Madrid sei eine sehr angenehme, lebendige Stadt, doch im Hinblick auf die berühmte Puerta del Sol habe sie sich getäuscht; das sei nichts als ein kleiner Platz wie jeder andere.
Anne und Line stellten eine Liste der Dinge auf, die besorgt werden sollten. Peter und Ludwig wollten in die Stadt fahren und auch gleich eine Scheibe mitbringen, die die herausgeschnittene ersetzen sollte. Einen Glaser brauchten sie dazu nicht, übrigens wäre der für eine so kleine Arbeit auch gar nicht gekommen.
Sie mußten die Scheibe ausmessen, dazu gingen alle wieder in den Salon.
Kikri, den die Kleinen aus dem Hühnerhaus herausgelassen hatten, als der Briefträger dagewesen war, stolzierte am Ort seiner Heldentaten umher; er trippelte vorsichtig durch das Zimmer und wandte den Kopf immer wieder nach rechts und nach links, als ob er voller Mißtrauen gegen die Schatten um ihn her wäre. Mit Hilfe eines Zollstocks bemühten sich die Jungen, die genauen Maße der Scheibe festzustellen. Das war keine leichte Sache, und die Maße, die beide nahmen, stimmten nicht überein.
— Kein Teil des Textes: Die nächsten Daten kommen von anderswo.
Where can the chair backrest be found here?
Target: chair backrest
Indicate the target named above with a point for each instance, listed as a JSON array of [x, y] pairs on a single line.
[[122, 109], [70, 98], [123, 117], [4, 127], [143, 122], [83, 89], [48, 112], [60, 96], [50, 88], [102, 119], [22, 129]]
Da mußte Anne kommen und ihnen helfen.
Als Line die drei rufen und lachen hörte, dachte sie: >Man könnte meinen, es sei überhaupt nichts passiert; sie haben schon alles vergessen.< Sie selbst jedoch konnte ein Unbehagen nicht überwinden. Dauernd gingen ihr die verschiedensten Fragen durch den Kopf.
>Wer sagt denn, daß es jetzt zu Ende ist, daß keine neuen Versuche unternommen werden? Weshalb sollten die Unbekannten, die ein so großes Verlangen, ins Haus einzudringen, gezeigt haben, nun darauf verzichten? Was suchen sie? Haben sie etwas Bestimmtes im Auge, oder wollen sie nur stehlen, ganz gleich was?< »Worüber denkst du nach?« fragte Anne und drückte ihren Arm.
»Über das alles«, erwiderte Line und wies auf das Fenster, den Salon und Kikri, der sich wieder heftig den Schnabel kratzte.
Die Jungen waren abgefahren, Gerhard und Genoveva schaukelten an dem dicken Zedernast. Die Sonne fiel hell ins Zimmer, warf ihr Licht auf die Möbel und spiegelte sich in den Kupfergeräten und den alten Vergoldungen.
Selbst Kikri wirkte, als sei er neu angestrichen, so bunt schillerte sein Gefieder.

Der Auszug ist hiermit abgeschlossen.